Arvind Kejriwal, le plus haut élu de New Delhi, a été arrêté jeudi soir par la Direction fédérale de l'application des lois, contrôlée par le gouvernement de Modi. L'agence a accusé son parti et ses ministres d'avoir accepté 1 milliard de roupies (12 millions de dollars) de pots-de-vin de la part d'entrepreneurs en alcool il y a près de deux ans.
Le Parti Aam Aadmi (AAP) de Kejriwal, ou Parti populaire commun, a nié ces accusations et a déclaré qu'elles étaient fabriquées de toutes pièces. Le parti a déclaré que Kejriwal continuerait d'être le ministre en chef de Delhi pendant qu'il combattrait les accusations devant les tribunaux.
Pour ajouter aux problèmes du parti, dans le cadre de la même affaire, l'agence a également arrêté le député de Kejriwal, Manish Sisodia, et le législateur de l'AAP, Sanjay Singh, en 2023.
À l'approche des élections générales, qui débuteront le 19 avril, les partis d'opposition indiens accusent le gouvernement d'abuser de son pouvoir pour harceler et affaiblir ses opposants politiques afin d'obtenir un avantage injuste dans les sondages. Ils soulignent une série de perquisitions, d’arrestations et d’enquêtes pour corruption contre des personnalités clés de l’opposition. Dans le même temps, certaines enquêtes contre d'anciens dirigeants de l'opposition qui ont ensuite fait défection pour rejoindre le parti Bharatiya Janata au pouvoir de Modi ont été abandonnées.
« Cela ressemble à du harcèlement car seuls les dirigeants de l'opposition sont pointés du doigt », a déclaré le commentateur politique Neerja Chowdhury, ajoutant qu'aucune enquête n'a été menée contre quiconque au sein du BJP. « Les règles du jeu ne sont pas équitables. »
Le BJP nie avoir utilisé les forces de l’ordre pour cibler l’opposition et affirme que ces agences agissent de manière indépendante.
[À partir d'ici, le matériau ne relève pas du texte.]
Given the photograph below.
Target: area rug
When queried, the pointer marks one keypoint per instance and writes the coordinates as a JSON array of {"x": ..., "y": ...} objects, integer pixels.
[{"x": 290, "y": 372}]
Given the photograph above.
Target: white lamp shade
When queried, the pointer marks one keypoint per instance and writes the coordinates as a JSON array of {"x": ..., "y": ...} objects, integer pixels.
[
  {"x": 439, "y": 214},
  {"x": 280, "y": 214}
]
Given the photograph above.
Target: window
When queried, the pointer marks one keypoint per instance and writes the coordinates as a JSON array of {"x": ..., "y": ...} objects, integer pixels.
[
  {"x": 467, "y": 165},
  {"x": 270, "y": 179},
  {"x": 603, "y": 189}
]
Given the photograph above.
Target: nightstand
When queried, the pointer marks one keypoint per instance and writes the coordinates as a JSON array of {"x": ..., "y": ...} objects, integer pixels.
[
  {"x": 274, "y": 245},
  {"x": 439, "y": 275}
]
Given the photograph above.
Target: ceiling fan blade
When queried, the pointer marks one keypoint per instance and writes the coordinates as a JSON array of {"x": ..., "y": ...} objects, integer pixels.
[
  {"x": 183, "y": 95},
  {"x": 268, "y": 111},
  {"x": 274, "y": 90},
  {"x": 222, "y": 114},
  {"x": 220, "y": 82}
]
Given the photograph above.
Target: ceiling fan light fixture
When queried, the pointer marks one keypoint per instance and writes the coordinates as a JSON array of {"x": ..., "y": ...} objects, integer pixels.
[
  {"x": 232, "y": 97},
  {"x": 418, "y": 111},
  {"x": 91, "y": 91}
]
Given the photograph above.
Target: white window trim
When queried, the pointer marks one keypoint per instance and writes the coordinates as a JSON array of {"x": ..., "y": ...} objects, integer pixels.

Vendredi, des centaines de partisans de l'AAP et certains hauts dirigeants du parti se sont affrontés avec la police, qui a emmené un certain nombre d'entre eux dans des bus.
«C'est la dictature. Tout cela est fait pour remporter les élections nationales », a déclaré le leader de l'AAP, Saurabh Bharadwaj, faisant référence au BJP.
L'AAP de Kejriwal fait partie d'une large alliance de partis d'opposition appelée INDIA, principal challenger du BJP de Modi lors des élections qui se tiendront en avril-juin.
Son arrestation est un autre revers pour le bloc, et intervient après que le parti du Congrès a accusé jeudi le gouvernement de paralyser le parti en gelant ses comptes bancaires dans le cadre d'un conflit fiscal. Mais cela a également conduit à une rare démonstration de force de la part des personnalités de l'opposition qui ont qualifié cette décision d'antidémocratique et accusé le parti de Modi d'avoir abusé de l'agence pour les affaiblir.
« Un dictateur effrayé veut créer une démocratie morte », a déclaré le chef du Congrès Rahul Gandhi à propos de l'arrestation dans un message sur X, anciennement Twitter.
« L’Inde est dans une situation d’urgence non déclarée. Notre démocratie est aujourd’hui gravement menacée », a déclaré Raghav Chadha, député de l’AAP.
Pendant ce temps, le porte-parole du BJP, Shehzad Poonawalla, a déclaré que le parti de Kejriwal jouait la « carte de la victime » et que le leader devrait démissionner de son poste de ministre en chef.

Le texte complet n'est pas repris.